The Trump administration has pledged to adhere to an environmental policy that protects water for the American public. In his first speech to Congress, Trump said that his administration would “work very, very hard on clean air and clean water.” In a hearing before Congress, EPA Administrator Scott Pruitt echoed that sentiment, promising to focus the EPA on a core mission of protecting clean air and water.
But for most Americans, the water they drink is already far from clean. A Natural Resources Defense Council report published earlier this year found that almost 77 million Americans — nearly 1 in 4 — drink water that is either unsafe or not properly monitored for contaminants. In Flint, Michigan, residents still cannot drink tap water more than three years after the Michigan state government ordered the city to switch sources of drinking water, a decision that caused the city’s water supply to become contaminated with lead.

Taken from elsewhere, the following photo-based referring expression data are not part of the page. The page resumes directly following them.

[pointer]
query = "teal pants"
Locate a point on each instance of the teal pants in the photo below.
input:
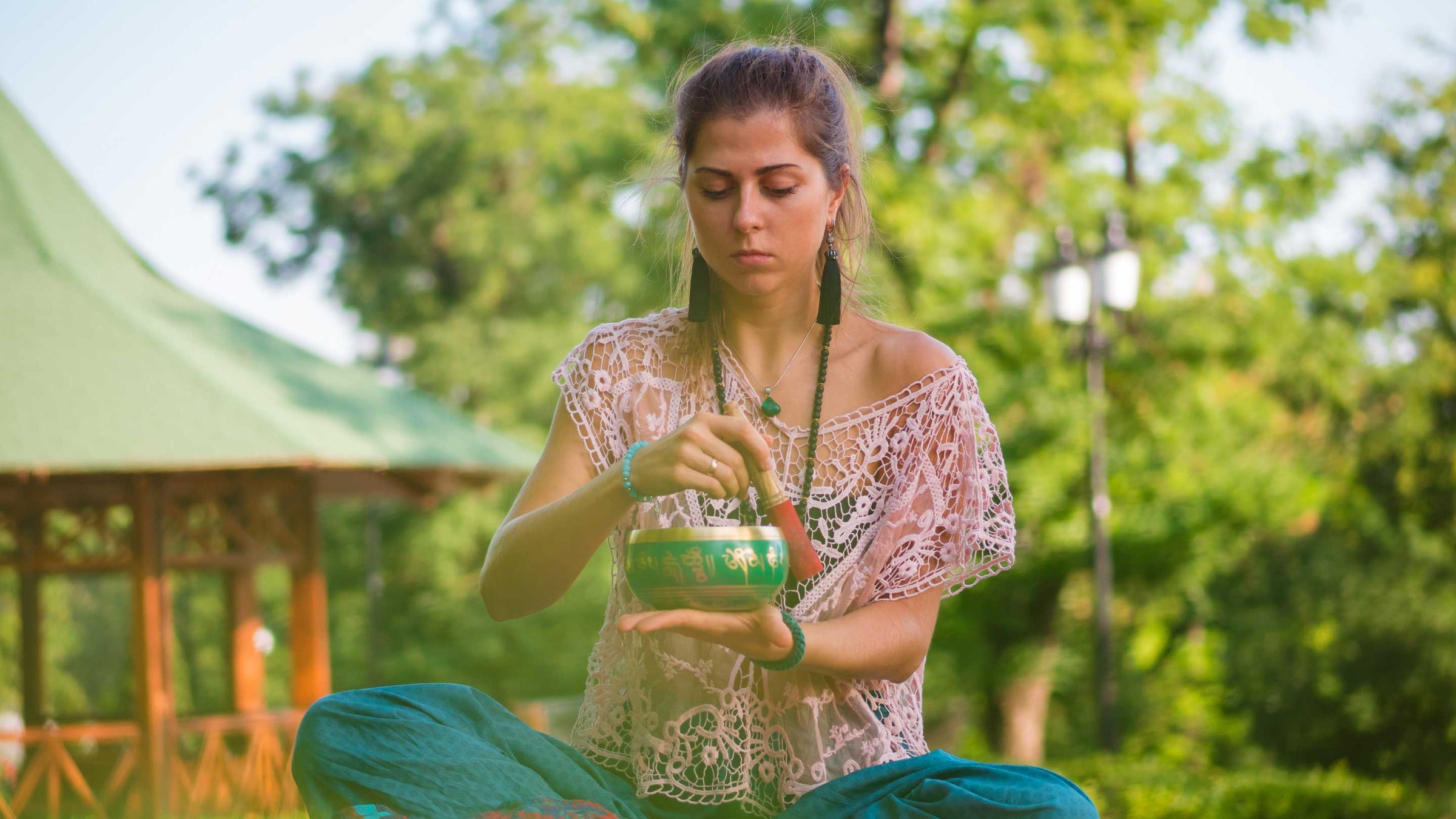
(439, 751)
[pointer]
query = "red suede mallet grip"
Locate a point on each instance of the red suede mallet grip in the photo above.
(803, 559)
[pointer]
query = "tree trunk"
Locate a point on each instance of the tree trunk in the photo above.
(1024, 707)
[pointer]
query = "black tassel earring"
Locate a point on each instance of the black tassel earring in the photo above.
(829, 283)
(698, 289)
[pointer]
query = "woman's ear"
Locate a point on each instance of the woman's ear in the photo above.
(839, 194)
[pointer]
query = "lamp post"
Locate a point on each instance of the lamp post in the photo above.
(1078, 291)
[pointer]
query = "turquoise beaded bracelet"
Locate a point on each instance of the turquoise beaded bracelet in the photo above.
(627, 473)
(795, 653)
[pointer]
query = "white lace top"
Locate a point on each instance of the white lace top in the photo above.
(909, 493)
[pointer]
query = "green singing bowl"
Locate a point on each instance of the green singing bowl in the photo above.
(717, 569)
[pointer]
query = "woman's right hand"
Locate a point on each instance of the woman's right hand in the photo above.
(682, 459)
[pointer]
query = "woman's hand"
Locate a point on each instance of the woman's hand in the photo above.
(759, 635)
(683, 459)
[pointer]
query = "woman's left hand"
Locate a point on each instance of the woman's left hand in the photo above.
(759, 635)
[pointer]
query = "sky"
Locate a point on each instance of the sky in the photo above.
(132, 93)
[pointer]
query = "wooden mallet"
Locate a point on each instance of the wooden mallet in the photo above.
(803, 559)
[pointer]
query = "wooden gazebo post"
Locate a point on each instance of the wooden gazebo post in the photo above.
(311, 613)
(150, 636)
(33, 686)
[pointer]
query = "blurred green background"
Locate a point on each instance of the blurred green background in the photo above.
(1282, 417)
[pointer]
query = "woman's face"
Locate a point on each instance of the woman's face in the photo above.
(759, 203)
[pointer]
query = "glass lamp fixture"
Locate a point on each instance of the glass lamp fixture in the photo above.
(1069, 292)
(1120, 271)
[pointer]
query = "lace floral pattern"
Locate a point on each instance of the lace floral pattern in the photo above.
(911, 493)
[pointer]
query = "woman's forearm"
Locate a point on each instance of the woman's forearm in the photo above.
(883, 640)
(533, 559)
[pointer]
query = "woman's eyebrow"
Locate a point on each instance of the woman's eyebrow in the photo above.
(759, 172)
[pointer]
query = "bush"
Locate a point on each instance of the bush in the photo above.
(1145, 789)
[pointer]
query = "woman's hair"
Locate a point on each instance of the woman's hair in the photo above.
(746, 79)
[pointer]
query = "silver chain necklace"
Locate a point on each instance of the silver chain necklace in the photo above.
(769, 405)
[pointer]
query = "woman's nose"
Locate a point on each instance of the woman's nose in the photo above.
(749, 216)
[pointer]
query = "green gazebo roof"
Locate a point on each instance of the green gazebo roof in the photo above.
(107, 366)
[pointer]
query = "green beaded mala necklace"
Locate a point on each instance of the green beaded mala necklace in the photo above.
(819, 403)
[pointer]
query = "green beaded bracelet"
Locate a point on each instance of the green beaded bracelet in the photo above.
(627, 473)
(795, 653)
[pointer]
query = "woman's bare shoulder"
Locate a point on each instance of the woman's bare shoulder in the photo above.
(903, 356)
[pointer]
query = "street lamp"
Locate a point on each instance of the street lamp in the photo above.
(1078, 289)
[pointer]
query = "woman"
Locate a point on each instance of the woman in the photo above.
(809, 713)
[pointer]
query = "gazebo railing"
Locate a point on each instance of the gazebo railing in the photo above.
(217, 766)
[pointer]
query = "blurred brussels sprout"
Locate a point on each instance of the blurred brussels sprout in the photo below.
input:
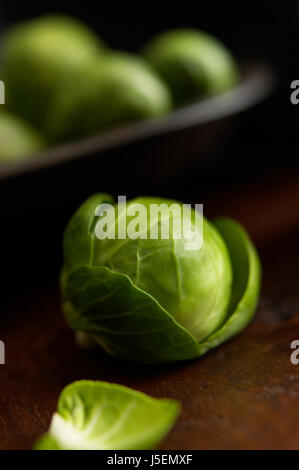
(94, 415)
(193, 63)
(17, 138)
(37, 54)
(121, 88)
(154, 300)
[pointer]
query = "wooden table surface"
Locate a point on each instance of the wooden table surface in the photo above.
(244, 395)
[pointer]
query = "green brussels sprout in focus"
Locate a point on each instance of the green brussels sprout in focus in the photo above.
(119, 89)
(94, 415)
(17, 139)
(155, 300)
(193, 63)
(37, 54)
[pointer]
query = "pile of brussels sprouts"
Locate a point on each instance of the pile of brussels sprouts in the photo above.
(64, 82)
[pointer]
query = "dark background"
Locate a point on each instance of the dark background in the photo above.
(264, 141)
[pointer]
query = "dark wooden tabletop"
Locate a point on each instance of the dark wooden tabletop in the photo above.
(244, 395)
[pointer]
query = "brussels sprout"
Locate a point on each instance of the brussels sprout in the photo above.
(193, 64)
(37, 54)
(98, 416)
(17, 139)
(155, 300)
(118, 89)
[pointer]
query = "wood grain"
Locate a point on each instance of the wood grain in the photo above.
(244, 395)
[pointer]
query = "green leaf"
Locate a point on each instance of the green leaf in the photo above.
(98, 415)
(141, 330)
(79, 235)
(246, 283)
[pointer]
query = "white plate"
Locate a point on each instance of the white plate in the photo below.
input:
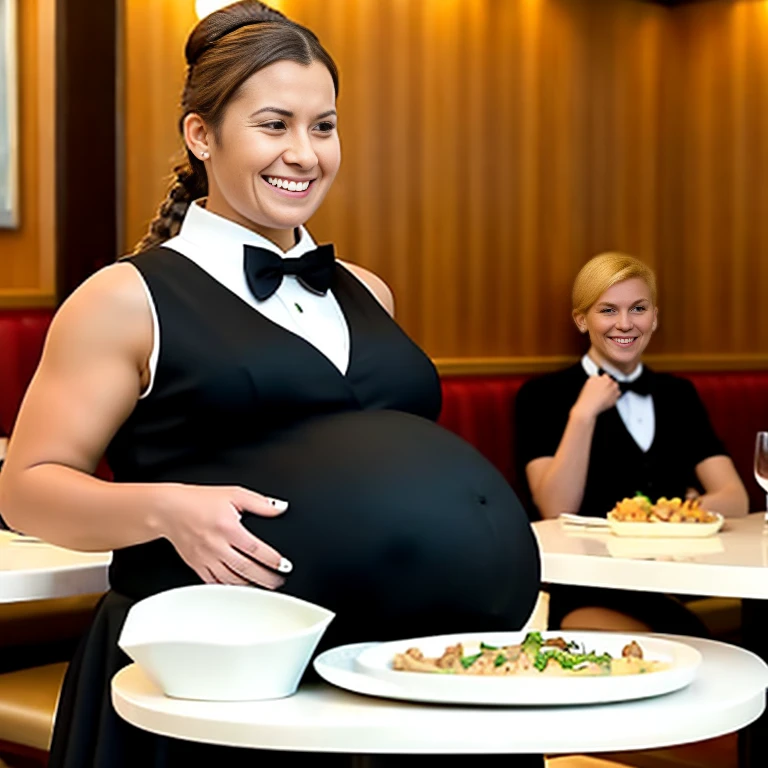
(660, 530)
(583, 521)
(367, 668)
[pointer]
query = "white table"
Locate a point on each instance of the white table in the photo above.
(734, 563)
(34, 570)
(322, 718)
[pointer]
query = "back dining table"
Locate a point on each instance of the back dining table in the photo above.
(732, 563)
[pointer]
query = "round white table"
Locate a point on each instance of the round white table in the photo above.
(33, 570)
(734, 563)
(728, 694)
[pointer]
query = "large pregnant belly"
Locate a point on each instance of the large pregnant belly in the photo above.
(394, 522)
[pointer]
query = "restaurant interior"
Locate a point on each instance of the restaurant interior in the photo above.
(490, 148)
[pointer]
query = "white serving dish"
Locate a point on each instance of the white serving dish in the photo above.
(216, 642)
(659, 529)
(370, 672)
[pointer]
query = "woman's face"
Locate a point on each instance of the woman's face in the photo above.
(620, 324)
(278, 150)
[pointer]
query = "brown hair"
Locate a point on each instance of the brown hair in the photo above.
(603, 271)
(222, 52)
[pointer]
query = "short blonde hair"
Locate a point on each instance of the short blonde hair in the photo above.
(603, 271)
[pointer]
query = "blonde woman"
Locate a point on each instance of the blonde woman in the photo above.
(609, 427)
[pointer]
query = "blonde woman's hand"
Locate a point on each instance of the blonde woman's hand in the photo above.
(598, 394)
(203, 524)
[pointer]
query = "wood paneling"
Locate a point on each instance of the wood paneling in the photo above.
(86, 159)
(491, 147)
(27, 253)
(153, 69)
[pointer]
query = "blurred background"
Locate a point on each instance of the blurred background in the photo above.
(490, 147)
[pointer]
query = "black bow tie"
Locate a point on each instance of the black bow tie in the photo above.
(264, 270)
(642, 385)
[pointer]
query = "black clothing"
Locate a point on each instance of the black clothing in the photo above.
(618, 467)
(394, 523)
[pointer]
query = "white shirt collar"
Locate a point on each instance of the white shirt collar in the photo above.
(221, 236)
(592, 369)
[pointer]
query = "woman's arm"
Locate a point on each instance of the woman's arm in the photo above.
(557, 482)
(374, 284)
(723, 490)
(91, 373)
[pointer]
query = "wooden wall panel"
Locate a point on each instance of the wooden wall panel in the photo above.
(153, 74)
(723, 257)
(491, 147)
(27, 253)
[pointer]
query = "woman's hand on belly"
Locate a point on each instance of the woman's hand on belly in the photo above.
(203, 524)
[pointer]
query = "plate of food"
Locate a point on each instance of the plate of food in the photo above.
(514, 668)
(666, 518)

Even in places that clearly fall under the jurisdiction of the Clean Water Act, holding industry responsible for pollution is an uphill battle. In Tennessee, for instance, environmental groups have argued for years that the Tennessee Valley Authority has violated the Clean Water Act by allowing coal ash pollutants to leach into groundwater near the Cumberland River and, eventually, into the river itself. The company’s own internal documents recorded coal ash spills into the river, as well as topography that would allow coal ash stored in waste ponds to leech into groundwater. Still, a conviction is far from certain.
In North Carolina, where state government has worked to loosen regulations — including water pollution regulations — seen as unfriendly to industry, a similar saga is playing out. Residents near Duke Energy coal ash ponds have fought for years to hold the company responsible for polluting their drinking water by allowing coal ash toxins to leech into groundwater, as well as nearby rivers and streams; the company has fought those allegations for years, largely with support from the state government.
Places like North Carolina offer a glimpse into a world where government caters to the desires of industry over the safety of public drinking water. But the Trump administration doesn’t even need to look as far as North Carolina for a blueprint in favoring industry over clean water; in tapping Pruitt to lead the rollback of the Clean Water Rule, Trump chose a man whose career is rife with examples of deferring to industry. As Oklahoma’s attorney general, Pruitt chose to delay anti-pollution efforts aimed at cleaning up water quality in the Illinois River, despite clear evidence that the river and watershed suffered from agriculture-related pollution.
And the Clean Water Rule is not the Trump administration’s only example of favoring industry preference over clean water protections. Earlier this week, the Trump administration officially filed its intention to repeal an Obama-era fracking rule aimed at preventing operations on federal lands from polluting water supplies.
The administration, meanwhile, has proposed no new rules or policies that would protect clean water for the American public, despite Trump’s promise to Congress.